If it has no RCA or phono, ie "unbalanced" inputs, you can't use just your laptop with them. Buy something like an M-Audio USB interface - essentially a USB DAC-ADC (ie, input-analog to digital/output-digital to analog converter) that has XLR outputs, these tend to be cheaper than USB input DACs with balanced outputs marketed as Hi-Fi equipment. They will look more like a control panel than a classy aluminum fascia on your desk but just think of the savings - HiFi stuff don't have entry-level units with balanced connections.
   
  I saw the other thread - you can just return them and get the Audioengine A5. The whole point with Audioengine is that they make passive speakers that are a no-brainer for mainstream users - ie, you don't really need to be a recording professional or Hi-Fi enthusiast to use* or enjoy** them.
   
   
  *RCA and 3.5mm phono inputs)
  **"dark" sound means you won't put up with a studio monitor revealing each and every sharp note played back from a few feet from your head


----------



## NAWilson9

You need a 3.5mm stereo to 2x 1/4" mono cable/adapter.
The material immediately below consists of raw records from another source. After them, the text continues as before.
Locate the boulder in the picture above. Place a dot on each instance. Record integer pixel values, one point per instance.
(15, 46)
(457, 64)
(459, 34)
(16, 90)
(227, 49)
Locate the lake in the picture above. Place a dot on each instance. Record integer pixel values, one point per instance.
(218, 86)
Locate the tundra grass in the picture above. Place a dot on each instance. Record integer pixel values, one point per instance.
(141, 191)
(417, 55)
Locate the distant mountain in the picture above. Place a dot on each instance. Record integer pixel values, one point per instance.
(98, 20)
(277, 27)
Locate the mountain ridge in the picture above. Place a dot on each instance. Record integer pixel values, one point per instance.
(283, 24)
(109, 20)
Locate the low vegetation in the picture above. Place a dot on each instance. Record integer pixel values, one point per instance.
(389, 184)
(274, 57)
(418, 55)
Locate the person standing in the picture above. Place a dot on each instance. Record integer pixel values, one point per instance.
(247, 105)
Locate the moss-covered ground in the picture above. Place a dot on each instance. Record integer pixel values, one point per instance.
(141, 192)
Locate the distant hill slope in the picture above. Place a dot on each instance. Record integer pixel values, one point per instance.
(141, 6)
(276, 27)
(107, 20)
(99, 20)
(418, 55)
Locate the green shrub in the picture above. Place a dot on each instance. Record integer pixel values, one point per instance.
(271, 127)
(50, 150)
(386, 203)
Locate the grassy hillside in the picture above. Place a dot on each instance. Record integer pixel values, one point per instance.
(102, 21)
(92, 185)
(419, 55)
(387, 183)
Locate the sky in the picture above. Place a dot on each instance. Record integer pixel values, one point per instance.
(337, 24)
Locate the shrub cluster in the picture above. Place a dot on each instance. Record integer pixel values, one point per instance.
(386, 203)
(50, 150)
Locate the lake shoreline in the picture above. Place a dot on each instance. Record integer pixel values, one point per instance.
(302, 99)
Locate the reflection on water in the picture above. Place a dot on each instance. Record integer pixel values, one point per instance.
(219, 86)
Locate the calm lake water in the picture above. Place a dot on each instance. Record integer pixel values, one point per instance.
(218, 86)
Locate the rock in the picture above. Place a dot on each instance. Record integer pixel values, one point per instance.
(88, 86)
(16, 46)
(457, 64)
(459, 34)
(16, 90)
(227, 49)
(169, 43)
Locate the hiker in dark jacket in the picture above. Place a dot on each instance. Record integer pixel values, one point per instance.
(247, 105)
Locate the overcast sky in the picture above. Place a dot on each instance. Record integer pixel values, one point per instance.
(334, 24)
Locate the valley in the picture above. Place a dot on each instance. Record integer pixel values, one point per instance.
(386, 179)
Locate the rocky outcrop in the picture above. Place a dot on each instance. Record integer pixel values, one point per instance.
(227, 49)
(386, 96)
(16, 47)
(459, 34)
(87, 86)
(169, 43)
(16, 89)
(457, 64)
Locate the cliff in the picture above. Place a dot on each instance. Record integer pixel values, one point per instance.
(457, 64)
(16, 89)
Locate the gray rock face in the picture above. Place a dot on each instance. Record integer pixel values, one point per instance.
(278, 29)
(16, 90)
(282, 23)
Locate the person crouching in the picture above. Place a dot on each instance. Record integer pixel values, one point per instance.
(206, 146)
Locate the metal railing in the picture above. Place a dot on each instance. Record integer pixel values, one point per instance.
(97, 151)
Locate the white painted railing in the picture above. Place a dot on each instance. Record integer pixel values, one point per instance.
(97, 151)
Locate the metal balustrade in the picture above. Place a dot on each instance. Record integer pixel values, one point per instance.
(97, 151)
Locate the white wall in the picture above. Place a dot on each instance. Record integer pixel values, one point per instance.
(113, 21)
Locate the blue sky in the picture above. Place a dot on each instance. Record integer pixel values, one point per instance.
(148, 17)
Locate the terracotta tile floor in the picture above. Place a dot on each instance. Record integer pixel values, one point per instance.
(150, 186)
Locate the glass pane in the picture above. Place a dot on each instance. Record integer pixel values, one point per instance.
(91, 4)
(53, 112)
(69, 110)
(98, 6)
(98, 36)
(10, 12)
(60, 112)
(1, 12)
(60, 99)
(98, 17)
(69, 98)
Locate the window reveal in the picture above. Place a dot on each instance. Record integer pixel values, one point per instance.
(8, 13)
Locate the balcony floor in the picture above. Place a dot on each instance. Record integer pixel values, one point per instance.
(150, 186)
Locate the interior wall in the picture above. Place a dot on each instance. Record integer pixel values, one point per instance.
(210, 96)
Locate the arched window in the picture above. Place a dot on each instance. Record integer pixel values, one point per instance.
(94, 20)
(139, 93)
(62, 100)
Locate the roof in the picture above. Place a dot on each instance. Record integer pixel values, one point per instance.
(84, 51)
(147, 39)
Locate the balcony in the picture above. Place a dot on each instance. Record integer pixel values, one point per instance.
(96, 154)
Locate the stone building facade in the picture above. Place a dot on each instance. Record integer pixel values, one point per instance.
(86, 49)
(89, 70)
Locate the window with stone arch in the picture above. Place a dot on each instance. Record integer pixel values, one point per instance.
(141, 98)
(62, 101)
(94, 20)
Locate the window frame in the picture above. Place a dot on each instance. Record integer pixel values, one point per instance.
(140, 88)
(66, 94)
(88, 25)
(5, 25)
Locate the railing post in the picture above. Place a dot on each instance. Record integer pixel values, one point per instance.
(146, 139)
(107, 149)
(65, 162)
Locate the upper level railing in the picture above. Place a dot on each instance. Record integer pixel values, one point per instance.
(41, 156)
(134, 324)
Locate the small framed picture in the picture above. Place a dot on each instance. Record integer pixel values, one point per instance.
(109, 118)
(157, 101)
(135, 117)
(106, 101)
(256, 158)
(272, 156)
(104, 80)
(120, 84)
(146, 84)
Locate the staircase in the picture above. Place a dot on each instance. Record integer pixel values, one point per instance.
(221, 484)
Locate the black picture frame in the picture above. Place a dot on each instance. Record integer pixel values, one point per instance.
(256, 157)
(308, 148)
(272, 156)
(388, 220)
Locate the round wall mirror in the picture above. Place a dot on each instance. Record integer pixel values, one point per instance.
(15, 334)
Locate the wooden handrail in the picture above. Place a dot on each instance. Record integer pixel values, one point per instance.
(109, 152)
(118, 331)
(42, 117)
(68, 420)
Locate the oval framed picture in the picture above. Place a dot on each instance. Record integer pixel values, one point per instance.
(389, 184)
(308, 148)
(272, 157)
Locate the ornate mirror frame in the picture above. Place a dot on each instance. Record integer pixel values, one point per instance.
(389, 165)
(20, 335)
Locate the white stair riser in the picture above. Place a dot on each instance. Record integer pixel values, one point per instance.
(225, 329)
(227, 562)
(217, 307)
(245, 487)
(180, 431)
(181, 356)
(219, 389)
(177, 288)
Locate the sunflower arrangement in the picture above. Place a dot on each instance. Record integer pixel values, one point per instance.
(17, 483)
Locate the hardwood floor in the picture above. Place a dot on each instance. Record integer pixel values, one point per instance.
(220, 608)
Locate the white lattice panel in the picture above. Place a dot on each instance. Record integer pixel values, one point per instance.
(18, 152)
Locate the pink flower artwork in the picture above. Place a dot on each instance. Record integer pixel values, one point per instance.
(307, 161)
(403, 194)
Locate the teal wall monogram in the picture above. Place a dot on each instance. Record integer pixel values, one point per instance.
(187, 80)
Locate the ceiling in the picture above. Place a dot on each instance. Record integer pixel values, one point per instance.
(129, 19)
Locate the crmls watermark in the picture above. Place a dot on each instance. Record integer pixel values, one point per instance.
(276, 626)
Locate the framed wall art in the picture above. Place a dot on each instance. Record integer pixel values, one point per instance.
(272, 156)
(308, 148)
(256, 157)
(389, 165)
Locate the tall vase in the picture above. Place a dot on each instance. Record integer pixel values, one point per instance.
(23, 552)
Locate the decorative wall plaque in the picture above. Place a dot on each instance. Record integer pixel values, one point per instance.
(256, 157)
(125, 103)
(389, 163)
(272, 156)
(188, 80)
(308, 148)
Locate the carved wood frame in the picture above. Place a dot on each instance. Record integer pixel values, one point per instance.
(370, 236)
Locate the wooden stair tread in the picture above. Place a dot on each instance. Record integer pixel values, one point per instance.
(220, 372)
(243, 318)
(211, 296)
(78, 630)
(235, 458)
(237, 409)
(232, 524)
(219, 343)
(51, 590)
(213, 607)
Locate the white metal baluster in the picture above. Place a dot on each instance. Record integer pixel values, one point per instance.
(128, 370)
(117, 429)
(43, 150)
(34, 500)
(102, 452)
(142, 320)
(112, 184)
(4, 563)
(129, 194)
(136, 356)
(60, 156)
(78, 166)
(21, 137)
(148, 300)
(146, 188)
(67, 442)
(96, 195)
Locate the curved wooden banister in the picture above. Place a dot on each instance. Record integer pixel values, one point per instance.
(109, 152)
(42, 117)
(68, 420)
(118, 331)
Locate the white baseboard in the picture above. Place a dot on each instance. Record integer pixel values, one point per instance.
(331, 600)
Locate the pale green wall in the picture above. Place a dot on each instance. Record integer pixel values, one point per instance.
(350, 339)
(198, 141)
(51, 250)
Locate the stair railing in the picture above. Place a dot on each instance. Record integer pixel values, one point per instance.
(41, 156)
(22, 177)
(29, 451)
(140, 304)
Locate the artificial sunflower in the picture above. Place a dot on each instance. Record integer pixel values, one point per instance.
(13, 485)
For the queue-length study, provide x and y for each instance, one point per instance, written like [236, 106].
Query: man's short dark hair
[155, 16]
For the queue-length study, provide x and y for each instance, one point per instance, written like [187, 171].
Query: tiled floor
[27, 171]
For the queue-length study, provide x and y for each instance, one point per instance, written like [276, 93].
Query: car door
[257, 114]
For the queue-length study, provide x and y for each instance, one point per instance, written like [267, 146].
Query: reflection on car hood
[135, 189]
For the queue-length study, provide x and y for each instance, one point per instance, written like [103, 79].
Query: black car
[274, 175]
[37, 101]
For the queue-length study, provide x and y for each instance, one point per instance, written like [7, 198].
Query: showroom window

Not sure if I described that right but this is what you need.


----------



## ProtegeManiac

Quote: 





nawilson9 said:


> You need a 3.5mm stereo to 2x 1/4" mono cable/adapter. Not sure if I described that right but this is what you need.


 
   
  @shonor6,
   
  Yes, you need something like this - check if the BX5 has one on each speaker and make sure they are labelled as "unbalanced" in the manual - chances are some manufacturers might have used stereo TRS sockets in each speaker, therefore  might still be balanced.


----------



## NAWilson9

Quote: 





protegemaniac said:


> @shonor6,
> 
> Yes, you need something like this - check if the BX5 has one on each speaker and make sure they are labelled as "unbalanced" in the manual - chances are some manufacturers might have used stereo TRS sockets in each speaker, therefore  might still be balanced.


 

 I have the BX5D2's and the cable I linked to. I know it will work. They have 1/4" unbalanced or balanced XLR's.


----------



## ognjen1983

I too have the same speakers. Although I am trying to connect them differently with no luck.
  
 I have a PCI ESI Juli@ sound card and RSA cables going out. On the other end of cables is RCA as well. As these speakers don't have RCA in but rather TRS or XLR, I have tried using RCA to TRS adaptor to solve the problem but am not getting any sound out of them. Checked that I have plugged in the RCA correctly into my sound card's LINE OUT R and LINE OUT L ports as well.
  
 Am I doing something wrong?


----------



## ProtegeManiac

If the TRS are labelled Balanced (instead of Unbalanced) then that might be the problem - RCA are unbalanced.


----------